Department of Pharmacy Practice, Faculty of Pharmaceutical Science, Chulalongkorn University, Bangkok 10330, Thailand.
J Crit Care. 2019 Jun;51:71-76. doi: 10.1016/j.jcrc.2019.02.007. Epub 2019 Feb 5.
To evaluate the effect of direct hemoperfusion with polymyxin B immobilized cartridge (DHP-PMX) on meropenem pharmacokinetics in critically ill patients with sepsis requiring continuous venovenous hemofiltration (CVVH).

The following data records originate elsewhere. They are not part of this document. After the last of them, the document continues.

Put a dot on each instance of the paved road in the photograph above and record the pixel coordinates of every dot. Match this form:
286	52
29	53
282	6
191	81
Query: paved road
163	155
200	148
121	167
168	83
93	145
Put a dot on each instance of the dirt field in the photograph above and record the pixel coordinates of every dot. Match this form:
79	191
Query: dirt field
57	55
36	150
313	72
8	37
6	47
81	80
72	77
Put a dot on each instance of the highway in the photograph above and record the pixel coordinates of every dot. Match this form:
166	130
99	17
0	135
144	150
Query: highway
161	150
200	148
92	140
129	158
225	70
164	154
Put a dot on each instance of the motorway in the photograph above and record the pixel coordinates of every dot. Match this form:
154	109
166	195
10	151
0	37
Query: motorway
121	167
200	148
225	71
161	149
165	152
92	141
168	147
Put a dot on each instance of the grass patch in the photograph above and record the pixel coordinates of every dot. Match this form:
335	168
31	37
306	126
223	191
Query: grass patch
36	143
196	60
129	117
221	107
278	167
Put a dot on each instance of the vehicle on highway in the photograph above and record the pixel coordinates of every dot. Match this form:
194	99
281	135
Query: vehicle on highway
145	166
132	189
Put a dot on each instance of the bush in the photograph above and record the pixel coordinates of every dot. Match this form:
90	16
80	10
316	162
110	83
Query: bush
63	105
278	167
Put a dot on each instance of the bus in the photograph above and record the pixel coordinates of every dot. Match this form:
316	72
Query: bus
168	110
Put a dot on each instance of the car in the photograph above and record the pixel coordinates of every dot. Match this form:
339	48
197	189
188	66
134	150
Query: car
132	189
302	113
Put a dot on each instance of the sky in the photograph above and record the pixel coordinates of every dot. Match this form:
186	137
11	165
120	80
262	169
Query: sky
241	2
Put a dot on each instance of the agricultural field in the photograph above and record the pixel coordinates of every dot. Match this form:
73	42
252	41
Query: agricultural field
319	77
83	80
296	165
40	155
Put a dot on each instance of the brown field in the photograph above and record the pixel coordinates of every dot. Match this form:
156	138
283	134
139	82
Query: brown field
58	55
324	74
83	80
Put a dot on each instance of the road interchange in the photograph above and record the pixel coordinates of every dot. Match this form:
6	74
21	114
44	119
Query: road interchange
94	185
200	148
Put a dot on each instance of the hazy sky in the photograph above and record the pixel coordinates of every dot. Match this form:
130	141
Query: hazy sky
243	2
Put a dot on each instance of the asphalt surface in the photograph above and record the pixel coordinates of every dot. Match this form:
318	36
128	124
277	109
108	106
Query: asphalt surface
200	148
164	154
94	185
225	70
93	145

After intravenous infusion of 1 g meropenem over 3 h repeated every 8 h for at least 3 doses, 2 serial blood and ultrafiltration fluid samples were collected: one over a dose interval of meropenem with DHP-PMX therapy; and the other on the following day over a dose interval of meropenem with no DHP-PMX therapy. Meropenem concentrations were measured by high performance liquid chromatography. Pharmacokinetic parameters of meropenem and extraction ratio of DHP-PMX were calculated.
Mean AUC of meropenem on DHP-PMX day was comparable to that of the DHP-PMX free day (285.2 ± 138.2 vs 297.8 ± 130.2 mg ∗ h/L; paired t-test, p = .618). No statistical significance of peak and trough concentrations, volume of distribution, sieving coefficient, or half-life were found. Extraction ratio of DHP-PMX on meropenem was 0 [0-0.03] and clearance by DHP-PMX was 0.04 [0-0.2] L/h which was not considered clinically significant.
No significant effect of DHP-PMX on meropenem pharmacokinetics was observed among severe sepsis/septic shock patients during CVVH treatment.
Clinical Trial Registry detail: NCT registry: 02413541 (First registered March 3, 2015, last update October 16, 2017).
评估在需要连续静脉-静脉血液滤过(CVVH)的脓毒症危重症患者中,使用聚砜固定多粘菌素 B 吸附柱(DHP-PMX)进行直接血液灌流对美罗培南药代动力学的影响。
在至少 3 个剂量的静脉输注美罗培南 1 g,每 8 小时 1 次,输注 3 小时后,收集 2 份血样和超滤液样本:1 份是在使用 DHP-PMX 治疗的美罗培南剂量间隔内采集的;另 1 份是在次日没有使用 DHP-PMX 治疗的美罗培南剂量间隔内采集的。采用高效液相色谱法测定美罗培南的浓度。计算美罗培南的药代动力学参数和 DHP-PMX 的提取率。
DHP-PMX 日的美罗培南 AUC 与 DHP-PMX 自由日的 AUC 相当(285.2±138.2 与 297.8±130.2 mg·h/L;配对 t 检验,p=0.618)。未发现峰浓度、谷浓度、分布容积、筛系数或半衰期有统计学差异。DHP-PMX 对美罗培南的提取率为 0 [0-0.03],DHP-PMX 的清除率为 0.04 [0-0.2] L/h,无临床意义。
在 CVVH 治疗期间,严重脓毒症/脓毒性休克患者中,DHP-PMX 对美罗培南的药代动力学无显著影响。
临床试验注册详情:NCT02413541(首次注册于 2015 年 3 月 3 日,最后更新于 2017 年 10 月 16 日)。